School District #83 wished to rezone the site from P3 Institutional to C2 Town Centre Commercial. At a public hearing held Monday night at North Canoe Hall, school board president Bobbi Johnson told council the majority of the property is surplus to the school district and is no longer needed. She said the board believes a C2 designation would promote a wide variety of development options for the future.
A city staff memorandum to council notes the school district has applied to subdivide the property from two lots to four, and plans to construct a new school district office on one of the lots. The same memo also delves into the history of the property, going back to 2006 when a retailer sought to rezone three-quarters of the property to C7 Shopping Centre Commercial for a new grocery store. Substantial public outcry at a related public hearing convinced council to turn down the application. Subsequently, a city committee was formed to review the site and come up with development guidelines which, in 2009 became part of the city’s official community plan. These guidelines received significant public input and were driven by smart growth principles for development.
Monday night, after the hearing, Coun. Chad Eliason recalled the well-attended public hearing where he said person after person commented on how it was too important a piece of taxpayers’ property for the public not to have input on how it’s developed. He went on to say the school district doesn’t need to rezone the entire property – that doing so would go against what the community asked for back in 2006.
“I think we can work together with the school district to create variances and create a financially suitable way for them to build a new school district office to make that happen,” said Eliason. “But I think the community wants and deserves a chance to have input and comments on this property before it gets rezoned again.”
During the hearing, this was expressed by the only other person to speak, Bill Remphrey. Representing CASSSA (Community Association for a Strong and Sustainable Salmon Arm), Remphrey agreed the development guidelines may be too prohibitive in light of current economic conditions, but argued it should still be possible to come up with revisions that maintain the spirit of those guidelines.

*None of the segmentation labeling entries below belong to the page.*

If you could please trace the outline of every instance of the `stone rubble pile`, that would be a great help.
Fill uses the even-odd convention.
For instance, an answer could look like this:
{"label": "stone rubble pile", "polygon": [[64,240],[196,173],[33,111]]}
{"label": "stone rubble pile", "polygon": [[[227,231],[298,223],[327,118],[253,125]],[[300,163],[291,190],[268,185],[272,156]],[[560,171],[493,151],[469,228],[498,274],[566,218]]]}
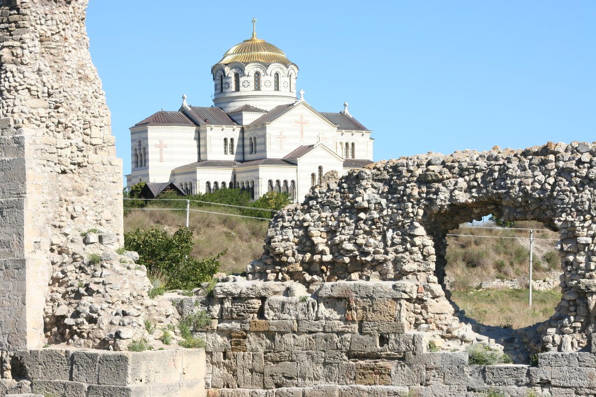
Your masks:
{"label": "stone rubble pile", "polygon": [[531,349],[577,350],[595,322],[595,180],[596,145],[585,142],[381,161],[315,186],[281,211],[247,273],[306,285],[410,282],[432,298],[412,302],[412,329],[446,336],[456,311],[443,288],[447,231],[489,214],[536,220],[561,236],[563,294],[555,314],[534,329],[538,340],[526,337]]}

“To avoid the confrontations that took place relevant to the initial development proposal in 2006, we feel it would be prudent for the school board to give the many people who have shown they care an opportunity to learn where they stand on planning,” said Remphrey.
Coun. Marg Kentel agreed that economic conditions aren’t what they were in 2006, saying this is a reason to support the rezoning. In questioning the planning department, Kentel was told the guidelines remain part of the OCP and could therefore still be used to guide development.
“I respect the work that was done, but I do know too that the city centre guidelines will have lots of teeth to them, so if anything comes to council that is not appropriate, it can very readily be addressed,” she said.
Mayor Nancy Cooper also supported the rezoning. Couns. Denise Reimer and Debbie Cannon, however, sided with Eliason.
“For me to agree to rezone all of that property to C2 just doesn’t sit well,” said Cannon. “I want to see a developer, a plan come to council and then take it from there, because I want to know what the thought process is and what’s possibly going to go there.”
Couns. Alan Harrison and Ken Jamieson did not participate due to a conflict of interest as employees of the school district.